Hi Splunkers, a colleague team si facing some issues related to .csv file collection. Let me share the required context.
We have a .csv file that is sent to a sftp server. The sending is 1 per day: this means that every day, the file is write once and never modified. In addiction to this, even if the file is a csv one, it has a .log extension.
On this server, the Splunk UF is installed and configured to read this daily file.
What currently happen is the following:
INFO WatchedFile [23227 tailreader0] - File too small to check seekcrc, probably truncated. Will re-read entire file=<file name here> can be got from internal logs
The csv header is viewed like an event. This means that, for example, the file contains 1000 events, performing a search in assigned index we have 1000 + x events; each of this x events does not contains real events, but the csv header file. So, we see the header as an event/logs.
For the first problem, I suggested to my team to use the initCrcLength parameter, properly set.
For the second one, I shared them to ensure that following parameter are set:
INDEXED_EXTRACTIONS = csv
HEADER_FIELD_LINE_NUMBER = 1
CHECK_FOR_HEADER = true
In addition to this, I suggested them to avoid the default line breaker; in the inputs.conf file is set the following one:
LINE_BREAKER = ([\r\n]+)
That could be the root cause/one of the cause of header extraction as events.
I don't know if those changes has fixed the events (they are still performing required restarts), but I would ask you if any other possible fix should be applied.
Thanks!
Hi!
here below what you have requested:
props.conf
[GDPR_ZUORA]
SHOULD_LINEMERGE=false
#LINE_BREAKER=([\r\n]+)
NO_BINARY_CHECK=true
CHARSET=UTF-8
INDEXED_EXTRACTIONS=csv
KV_MODE=none
category=Structured
description=Comma-separated value format.
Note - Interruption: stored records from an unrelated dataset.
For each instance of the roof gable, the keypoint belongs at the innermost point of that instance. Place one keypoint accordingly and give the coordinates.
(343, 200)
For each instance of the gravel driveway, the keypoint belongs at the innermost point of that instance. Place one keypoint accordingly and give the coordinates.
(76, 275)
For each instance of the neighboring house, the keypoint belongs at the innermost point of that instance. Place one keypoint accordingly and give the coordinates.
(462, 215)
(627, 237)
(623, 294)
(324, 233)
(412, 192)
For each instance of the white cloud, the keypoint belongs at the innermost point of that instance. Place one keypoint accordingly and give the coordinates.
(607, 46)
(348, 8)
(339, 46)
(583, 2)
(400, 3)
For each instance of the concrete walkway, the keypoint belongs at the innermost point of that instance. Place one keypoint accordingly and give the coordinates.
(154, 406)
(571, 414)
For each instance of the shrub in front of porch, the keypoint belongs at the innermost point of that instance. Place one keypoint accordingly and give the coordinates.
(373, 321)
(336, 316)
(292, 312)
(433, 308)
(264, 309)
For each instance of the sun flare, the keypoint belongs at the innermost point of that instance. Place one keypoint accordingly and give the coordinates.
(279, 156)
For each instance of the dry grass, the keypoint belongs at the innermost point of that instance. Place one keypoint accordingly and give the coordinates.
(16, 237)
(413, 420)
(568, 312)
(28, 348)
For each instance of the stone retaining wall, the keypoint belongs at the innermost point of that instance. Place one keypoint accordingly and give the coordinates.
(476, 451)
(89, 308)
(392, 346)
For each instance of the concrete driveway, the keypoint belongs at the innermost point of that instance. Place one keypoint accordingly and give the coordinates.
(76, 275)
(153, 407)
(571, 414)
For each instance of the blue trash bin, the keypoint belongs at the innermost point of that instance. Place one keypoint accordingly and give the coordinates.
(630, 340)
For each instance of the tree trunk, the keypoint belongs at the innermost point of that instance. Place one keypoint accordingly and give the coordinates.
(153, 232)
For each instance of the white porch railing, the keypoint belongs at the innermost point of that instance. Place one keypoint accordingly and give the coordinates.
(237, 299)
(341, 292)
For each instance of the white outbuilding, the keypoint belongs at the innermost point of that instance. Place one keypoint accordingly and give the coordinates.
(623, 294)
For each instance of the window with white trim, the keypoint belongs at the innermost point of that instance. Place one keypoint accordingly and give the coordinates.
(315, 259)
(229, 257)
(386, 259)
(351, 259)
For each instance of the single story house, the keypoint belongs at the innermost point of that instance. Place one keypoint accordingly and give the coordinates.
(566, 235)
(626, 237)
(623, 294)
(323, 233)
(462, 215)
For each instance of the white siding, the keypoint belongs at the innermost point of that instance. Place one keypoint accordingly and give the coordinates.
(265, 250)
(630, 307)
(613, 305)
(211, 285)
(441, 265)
Set header and other settings in "Delimited Settings"
pulldown_type=true
HEADER_FIELD_LINE_NUMBER = 1
CHECK_FOR_HEADER = true
#SHOULD_LINEMERGE = false
#FIELD_DELIMITER = ,
#FIELD_NAMES = date,hostname,app,action,ObjectName,user,operation,value_before,value_after,op_target,description
inputs.conf
[monitor:///sftp/Zuora/LOG-Zuora-*.log]
disabled = false
index = sftp_compliance
sourcetype = GDPR_ZUORA
source = GDPR_ZUORA
initCrcLength = 256
First 2 lines of the file monitored:
DataOra,ServerSorgente,Applicazione,TipoAzione,TipologiaOperazione,ServerDestinazione,UserID,UserName,OldValue,NewValue,Note
2025-06-05T23:22:01.157Z,,Zuora,Tenant Property,UPDATED,,3,ScheduledJobUser,2025-06-04T22:07:09.005473Z,2025-06-05T22:21:30.642092Z,BIN_DATA_UPDATE_FROM
I think the message about re-reading the file shouldnt be an issue in your case.
You mentioned setting LINE_BREAKER in inputs.conf, however this should be in props.conf - having said that - I think the default should be sufficient for your CSV file.
If you set HEADER_FIELD_LINE_NUMBER=0 (default) do you get the same results?
What does the first line with the headers look like, is it a typical comma (,) separated list of headers? No quotes, spaces,tabs etc etc? If so the default FIELD_DELIMITER should suffice but want to check.
I'm not 100% sure I follow what you mean about the headers, do you mean that for each event you also see the header printed?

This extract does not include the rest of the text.